Brick City: A Home Away From Home
Written by Ellie Edwards
Photographed by Mindy Welland
Modeled by Ellie Edwards and Gracie Potter
When a person goes to college, they are often unsure of what exactly they are there for. Most times, your parents force you to go and, well, you’re only 18, so you have no idea what you want out of life. You are still just a kid, and no one knows anything about the real world until they are smacked in the face by it. College can be stressful freshman year because you are forced to choose one thing in life that suits you for a career forever…no pressure, right? When contemplating all of the different options, you’re going back and forth in your head, hearing your dad’s voice saying to do whatever makes you the most money, and get into a field that will give you financial success. Then, on the other end, you’re telling yourself, that’s not what I want, I want to be happy, to find a career I’m passionate about, who cares about money?! Well, honestly, that internal battle never really goes away. That’s just the way life goes. In my personal experience, I went the passionate route. I decided I wanted to pursue art, I was going to explore the different mediums and find where I belonged. However, choosing a major was only the beginning, now I have to get good at it. Good enough to get a career working in it?? That instills a whole new kind of fear in a person.
So picture this, you’re getting ready for the first day of classes and notice you will be heading off campus, to a different campus, one called Brick City. Once you arrive, you come to a cluster of brick buildings right in the heart of Springfield, laid out in front of a set of train tracks. You certainly weren’t expecting to be traveling that far from the dorm on the first day. You realize the people around you are all there for the same purpose: this is the arts campus. How exciting, it’s so diverse and so playful, everybody there wants to express themselves through creativity. Fast forward to the end of the semester, you’ve spent countless hours at Brick City, logging who knows how much studio time. You register for the next semester’s classes and realize, I’m going to be here for a while.
Brick City is a place where undergraduate students studying to achieve degrees in The Arts come together. After spending years getting all too familiar with the buildings themselves, they begin to feel like a second home. Lunch between classes in he student lounge, 7 am cram sessions before your Art History exam, and even those rough weekend nights in the studio. This place gets to know you pretty well. And not only the place itself but the people within it have so much effect as well. The professors who spend their time pushing you to do better, giving you brutally honest feedback when you need it, and complementing you on your strengths simultaneously. You think you spend a lot of your time there? Try being them. These people spend their lives trying to train the artists of tomorrow, and in my experience, they are doing a wonderful job at it. I feel as though during my time at Brick City, I have come to appreciate and even befriend many of my professors, and I genuinely know I will take the advice they have given me with me throughout life. I think my classmates would agree. And I feel the same about them as well. I have watched my classmates grow and develop their skills as artists, and it has been such a pleasure. It is crazy to watch people grow. I still feel like a child. Yet I look around and somehow we’re adults.
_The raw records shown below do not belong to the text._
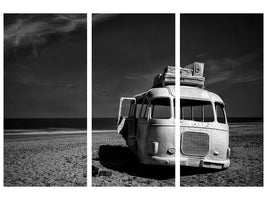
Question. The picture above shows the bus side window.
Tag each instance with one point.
(132, 109)
(220, 113)
(186, 112)
(144, 108)
(138, 110)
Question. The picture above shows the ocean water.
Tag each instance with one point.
(104, 123)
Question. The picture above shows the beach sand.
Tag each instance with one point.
(246, 143)
(115, 165)
(45, 160)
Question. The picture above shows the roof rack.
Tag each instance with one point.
(167, 78)
(192, 75)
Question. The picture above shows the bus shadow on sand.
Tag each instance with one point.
(121, 159)
(189, 171)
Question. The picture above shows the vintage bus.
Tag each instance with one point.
(148, 123)
(204, 132)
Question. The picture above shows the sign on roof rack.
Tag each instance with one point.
(167, 78)
(192, 75)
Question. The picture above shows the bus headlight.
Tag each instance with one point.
(171, 151)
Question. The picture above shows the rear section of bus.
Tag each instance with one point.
(204, 132)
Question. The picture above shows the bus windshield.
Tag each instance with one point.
(196, 110)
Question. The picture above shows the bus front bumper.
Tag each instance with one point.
(205, 163)
(156, 160)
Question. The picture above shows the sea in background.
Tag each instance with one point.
(110, 123)
(30, 126)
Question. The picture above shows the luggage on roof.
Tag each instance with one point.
(192, 75)
(167, 78)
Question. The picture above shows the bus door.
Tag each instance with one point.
(127, 120)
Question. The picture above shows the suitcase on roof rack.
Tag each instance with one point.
(192, 75)
(168, 78)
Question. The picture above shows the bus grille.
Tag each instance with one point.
(194, 143)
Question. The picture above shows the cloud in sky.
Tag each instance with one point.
(243, 69)
(98, 18)
(29, 31)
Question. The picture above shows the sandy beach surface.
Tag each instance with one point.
(45, 160)
(246, 142)
(114, 165)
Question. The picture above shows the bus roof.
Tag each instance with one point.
(188, 92)
(168, 90)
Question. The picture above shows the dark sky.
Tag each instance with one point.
(45, 65)
(231, 46)
(128, 51)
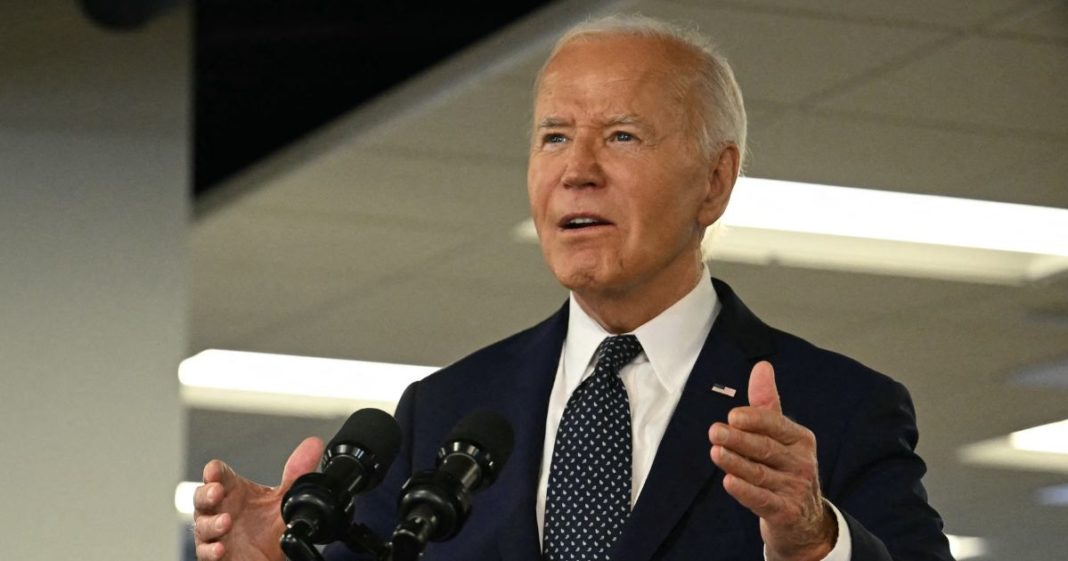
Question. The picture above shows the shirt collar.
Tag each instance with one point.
(669, 341)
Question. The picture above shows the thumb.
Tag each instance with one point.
(763, 392)
(303, 460)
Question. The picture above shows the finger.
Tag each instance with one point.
(213, 551)
(760, 501)
(763, 392)
(752, 446)
(303, 460)
(208, 529)
(767, 422)
(218, 471)
(207, 498)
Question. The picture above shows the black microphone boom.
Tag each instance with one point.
(435, 503)
(318, 507)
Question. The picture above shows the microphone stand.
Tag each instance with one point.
(359, 539)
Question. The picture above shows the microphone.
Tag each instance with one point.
(436, 502)
(318, 507)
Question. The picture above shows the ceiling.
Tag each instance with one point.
(387, 235)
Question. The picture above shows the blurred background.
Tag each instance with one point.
(346, 181)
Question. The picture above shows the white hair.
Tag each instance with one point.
(722, 111)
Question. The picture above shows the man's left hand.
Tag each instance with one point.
(770, 467)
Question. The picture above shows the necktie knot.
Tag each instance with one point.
(615, 352)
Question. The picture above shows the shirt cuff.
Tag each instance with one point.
(843, 549)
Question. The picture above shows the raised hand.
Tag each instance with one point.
(770, 467)
(237, 519)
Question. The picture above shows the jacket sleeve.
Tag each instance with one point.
(876, 483)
Being able to make friends through your mutual love of art is such a lucky thing. Watching graduating seniors wrap up their portfolios and begin setting up for their senior exhibition makes me so excited to see where life takes them next. Looking back on time spent at Brick City, it feels like it passed in the blink of an eye, you look away for one second, and suddenly four years have passed, and you’re applying to jobs that come with a 401k. What a truly bittersweet feeling, I’m so grateful for my time spent here, for the friends I’ve made, and for the lessons I have learned along the way.